Comerica Plans Further Retail Branch Expansion

Continuing its retail expansion, Comerica Inc. is extending a three-year branch-building program.

To grab the personal business of its corporate customers, the $58 billion-asset Detroit company has built 60 branches since late 2003, or 10 more than it originally envisioned. This year 30 more will open — 14 in California, nine in Texas, five in the Phoenix area, and two in Michigan.

"It just seemed like the perfect time for us to expand our footprint and really build on the successes we are having in Texas and California," Connie Beck, the executive vice president of retail banking, said in an interview last week. "Our banking center expansion is a corporate strategy. It is not a retail bank strategy."

Comerica's original three-year plan called for building 50 branches, but another 10 branches were added in 2006, the last year of the plan.

Nearly all the new offices are outside its home state of Michigan, a trend that corresponds to a pattern that has emerged among other companies in that state. (See story on page 1.)

Ralph W. Babb Jr., the chairman and chief executive of Comerica, said it expects to have 512 branches by the end of 2010, 46% of them in Michigan. At yearend it had 393 branches, 62% of them in Michigan.

At an analyst conference Jan. 30, Mr. Babb said he expects to spend $60 million on new branches this year — double what Comerica spent last year and four times what it spent in 2005.

The strategy has pumped up revenue, as well as expenses.

In 2005, Comerica's retail banking revenue rose 3.4% from 2004, to $816 million. Last year it rose 2.3%, to $844 million. The retail bank is now delivering about 30% of its parent's total revenue.

But while revenue has climbed over the last three years, the retail bank's earnings contribution has steadily declined. In 2004 retail banking made up 21.7% of the company's earnings, but by last year that figure had dropped to 15%. Comerica attributes the drop to its ongoing investment in opening branches.

The initial cost to open a "banking center" is between $2 million and $3 million. The branch then costs from $750,000 to $900,000 in its first year of operation. Comerica aims to make each of its new branches profitable within 18 months.

Anthony R. Davis, an analyst at BankAtlantic Bancorp Inc.'s Ryan Beck & Co. Inc. said in an interview last week that "unquestionably it makes sense from a financial front" for Comerica to build branches.

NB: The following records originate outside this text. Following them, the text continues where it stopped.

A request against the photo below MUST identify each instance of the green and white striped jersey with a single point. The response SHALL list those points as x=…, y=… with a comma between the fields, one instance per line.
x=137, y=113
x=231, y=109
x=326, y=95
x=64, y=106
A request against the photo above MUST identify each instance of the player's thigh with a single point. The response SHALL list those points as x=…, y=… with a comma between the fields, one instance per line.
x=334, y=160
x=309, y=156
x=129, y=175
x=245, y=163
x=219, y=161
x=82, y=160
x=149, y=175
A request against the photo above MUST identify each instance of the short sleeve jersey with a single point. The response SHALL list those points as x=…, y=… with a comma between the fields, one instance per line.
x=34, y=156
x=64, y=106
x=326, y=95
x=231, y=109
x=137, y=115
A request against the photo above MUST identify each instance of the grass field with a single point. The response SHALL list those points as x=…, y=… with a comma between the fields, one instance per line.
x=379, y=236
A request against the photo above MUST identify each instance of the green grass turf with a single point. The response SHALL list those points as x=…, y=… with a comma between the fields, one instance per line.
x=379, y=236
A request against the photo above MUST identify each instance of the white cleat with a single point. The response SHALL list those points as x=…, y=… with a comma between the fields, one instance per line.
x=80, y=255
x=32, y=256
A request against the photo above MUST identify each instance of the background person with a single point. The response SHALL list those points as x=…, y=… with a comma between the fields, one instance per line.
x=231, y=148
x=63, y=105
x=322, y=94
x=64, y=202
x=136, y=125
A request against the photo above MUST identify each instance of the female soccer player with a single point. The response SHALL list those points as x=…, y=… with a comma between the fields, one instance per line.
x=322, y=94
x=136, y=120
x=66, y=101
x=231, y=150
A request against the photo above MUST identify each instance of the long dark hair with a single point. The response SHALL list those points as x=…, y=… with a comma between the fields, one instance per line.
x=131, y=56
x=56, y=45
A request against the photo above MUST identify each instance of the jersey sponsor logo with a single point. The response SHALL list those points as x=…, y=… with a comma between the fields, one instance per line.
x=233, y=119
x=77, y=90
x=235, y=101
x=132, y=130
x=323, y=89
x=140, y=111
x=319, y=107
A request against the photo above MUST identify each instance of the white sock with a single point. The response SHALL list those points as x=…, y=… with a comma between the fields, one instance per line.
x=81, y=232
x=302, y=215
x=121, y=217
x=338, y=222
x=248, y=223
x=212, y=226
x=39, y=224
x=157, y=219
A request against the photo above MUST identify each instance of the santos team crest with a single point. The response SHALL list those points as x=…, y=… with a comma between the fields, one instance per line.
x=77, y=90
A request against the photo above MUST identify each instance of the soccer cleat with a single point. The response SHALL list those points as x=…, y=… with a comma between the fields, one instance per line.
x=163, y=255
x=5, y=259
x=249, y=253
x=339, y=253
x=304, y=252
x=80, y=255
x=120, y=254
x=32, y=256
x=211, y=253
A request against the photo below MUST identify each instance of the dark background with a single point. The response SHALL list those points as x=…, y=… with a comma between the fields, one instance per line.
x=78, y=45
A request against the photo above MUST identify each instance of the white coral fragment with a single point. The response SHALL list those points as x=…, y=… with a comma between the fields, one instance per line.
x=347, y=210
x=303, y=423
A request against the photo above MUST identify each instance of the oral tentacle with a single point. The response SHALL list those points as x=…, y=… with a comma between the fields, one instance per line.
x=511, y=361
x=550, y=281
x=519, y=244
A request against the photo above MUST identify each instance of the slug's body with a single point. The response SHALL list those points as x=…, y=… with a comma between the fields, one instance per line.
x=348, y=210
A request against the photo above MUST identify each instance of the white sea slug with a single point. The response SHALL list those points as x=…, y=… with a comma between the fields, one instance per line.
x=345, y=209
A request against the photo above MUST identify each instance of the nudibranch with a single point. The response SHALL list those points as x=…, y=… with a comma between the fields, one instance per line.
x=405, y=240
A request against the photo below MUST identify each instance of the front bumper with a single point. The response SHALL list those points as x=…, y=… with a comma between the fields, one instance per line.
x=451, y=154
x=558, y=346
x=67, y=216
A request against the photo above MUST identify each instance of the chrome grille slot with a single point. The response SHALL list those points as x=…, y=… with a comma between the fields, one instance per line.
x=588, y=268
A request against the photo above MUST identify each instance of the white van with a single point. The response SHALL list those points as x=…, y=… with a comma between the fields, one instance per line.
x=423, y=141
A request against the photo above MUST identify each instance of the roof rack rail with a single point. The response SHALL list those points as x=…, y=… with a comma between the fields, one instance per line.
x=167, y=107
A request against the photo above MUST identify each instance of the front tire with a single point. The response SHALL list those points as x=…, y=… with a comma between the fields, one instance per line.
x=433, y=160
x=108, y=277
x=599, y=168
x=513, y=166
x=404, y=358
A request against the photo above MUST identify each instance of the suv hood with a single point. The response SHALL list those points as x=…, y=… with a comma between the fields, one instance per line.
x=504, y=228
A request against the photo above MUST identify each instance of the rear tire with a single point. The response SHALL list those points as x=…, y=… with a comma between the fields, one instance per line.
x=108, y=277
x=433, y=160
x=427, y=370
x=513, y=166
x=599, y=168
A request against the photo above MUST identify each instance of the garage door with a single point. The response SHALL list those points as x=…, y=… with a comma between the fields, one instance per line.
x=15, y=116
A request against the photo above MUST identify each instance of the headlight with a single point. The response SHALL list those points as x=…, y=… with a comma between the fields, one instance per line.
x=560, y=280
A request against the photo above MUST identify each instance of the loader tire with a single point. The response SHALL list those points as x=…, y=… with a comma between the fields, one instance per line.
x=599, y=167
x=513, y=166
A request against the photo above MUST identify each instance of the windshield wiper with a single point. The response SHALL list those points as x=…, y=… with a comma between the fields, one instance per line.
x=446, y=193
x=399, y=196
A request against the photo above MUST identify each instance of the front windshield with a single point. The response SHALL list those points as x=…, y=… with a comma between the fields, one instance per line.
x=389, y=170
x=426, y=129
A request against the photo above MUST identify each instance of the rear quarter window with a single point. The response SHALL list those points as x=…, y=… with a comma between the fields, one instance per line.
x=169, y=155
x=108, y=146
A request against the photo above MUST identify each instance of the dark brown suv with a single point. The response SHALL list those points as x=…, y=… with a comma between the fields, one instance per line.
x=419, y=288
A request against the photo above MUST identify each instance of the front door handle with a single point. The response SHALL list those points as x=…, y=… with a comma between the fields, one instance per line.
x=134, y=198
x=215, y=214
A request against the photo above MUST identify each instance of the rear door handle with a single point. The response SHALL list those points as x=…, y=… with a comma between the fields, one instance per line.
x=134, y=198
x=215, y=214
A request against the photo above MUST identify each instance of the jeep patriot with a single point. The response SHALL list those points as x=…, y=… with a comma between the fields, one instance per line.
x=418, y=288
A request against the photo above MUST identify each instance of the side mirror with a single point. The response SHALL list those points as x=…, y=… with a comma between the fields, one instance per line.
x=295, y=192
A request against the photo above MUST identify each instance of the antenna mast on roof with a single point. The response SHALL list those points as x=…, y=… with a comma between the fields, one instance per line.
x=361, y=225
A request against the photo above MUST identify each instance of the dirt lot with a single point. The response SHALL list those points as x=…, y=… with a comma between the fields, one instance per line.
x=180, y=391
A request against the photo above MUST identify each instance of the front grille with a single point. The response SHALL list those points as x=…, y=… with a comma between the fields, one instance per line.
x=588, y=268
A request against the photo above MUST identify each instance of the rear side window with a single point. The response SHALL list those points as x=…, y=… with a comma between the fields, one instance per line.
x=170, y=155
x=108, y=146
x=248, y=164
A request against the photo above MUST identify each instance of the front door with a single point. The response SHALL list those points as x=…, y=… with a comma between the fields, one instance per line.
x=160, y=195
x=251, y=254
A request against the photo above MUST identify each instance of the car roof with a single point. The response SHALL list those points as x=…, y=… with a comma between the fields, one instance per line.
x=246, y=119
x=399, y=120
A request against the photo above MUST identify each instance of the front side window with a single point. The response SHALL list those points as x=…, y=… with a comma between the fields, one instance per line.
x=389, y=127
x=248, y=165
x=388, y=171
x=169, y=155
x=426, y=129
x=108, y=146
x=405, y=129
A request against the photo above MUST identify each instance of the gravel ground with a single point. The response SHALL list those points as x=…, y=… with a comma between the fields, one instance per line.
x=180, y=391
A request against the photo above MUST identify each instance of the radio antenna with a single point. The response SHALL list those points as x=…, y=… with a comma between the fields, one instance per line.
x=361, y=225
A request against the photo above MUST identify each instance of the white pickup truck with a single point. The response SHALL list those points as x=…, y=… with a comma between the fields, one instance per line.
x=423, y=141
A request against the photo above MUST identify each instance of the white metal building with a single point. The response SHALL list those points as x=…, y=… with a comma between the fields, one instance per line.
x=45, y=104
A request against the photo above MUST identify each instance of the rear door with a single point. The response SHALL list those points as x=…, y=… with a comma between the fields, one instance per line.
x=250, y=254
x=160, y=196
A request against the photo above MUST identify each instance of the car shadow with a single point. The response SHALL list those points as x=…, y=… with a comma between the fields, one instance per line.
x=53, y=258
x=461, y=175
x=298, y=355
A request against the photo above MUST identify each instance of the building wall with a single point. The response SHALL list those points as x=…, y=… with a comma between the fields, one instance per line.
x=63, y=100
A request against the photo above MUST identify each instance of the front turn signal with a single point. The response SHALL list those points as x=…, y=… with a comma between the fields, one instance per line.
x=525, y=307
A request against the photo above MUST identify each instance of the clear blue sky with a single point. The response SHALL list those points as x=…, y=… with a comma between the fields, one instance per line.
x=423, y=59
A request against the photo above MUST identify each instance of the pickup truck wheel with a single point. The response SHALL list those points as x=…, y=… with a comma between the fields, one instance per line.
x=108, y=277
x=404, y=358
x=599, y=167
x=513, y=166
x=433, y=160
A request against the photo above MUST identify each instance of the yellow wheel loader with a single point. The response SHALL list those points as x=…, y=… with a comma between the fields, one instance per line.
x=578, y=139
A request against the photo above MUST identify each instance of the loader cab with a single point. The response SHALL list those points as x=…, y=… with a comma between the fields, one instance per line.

"There have been gusts blowing in the face of this bank, and one of them is the Midwest and auto industry, and the other has been the housing market, particularly in California," Mr. Davis said.

However, Kevin St. Pierre, an analyst at AllianceBernstein LLP's Sanford C. Bernstein & Co. LLC, said the banking industry faces "an increasingly difficult deposit environment" this year.

"We believe Comerica's future branch expansion will be less successful than that of recent years, and rates of return close to management's goal of 20%-plus will depend on the bank's ability to take share and drive deposits through branches concentrated in the higher growth markets of California and Texas," Mr. St. Pierre wrote in a research note issued last week.

However, Mr. Davis and Mr. St. Pierre praised Comerica's diversification away from its heavy reliance on Michigan's economy.

The company also is upgrading existing branches. Last year it moved seven either to street-level locations or to higher-visibility spots, and this year it expects to move five more.

"That's just the origin of Comerica, which is a business bank, so no apologies for that, but it was a different time with a different strategy," Ms. Beck said.

Comerica has not ruled out expansion through acquisition, but "right now the prices are pretty rich," she said.

"Our focus is the internal growth," Ms. Beck said. "We have been focusing on a build-out or de novo strategy because we could build in the neighborhoods we chose. We could create the sales culture that works well for us and put the processes and systems in that work for us."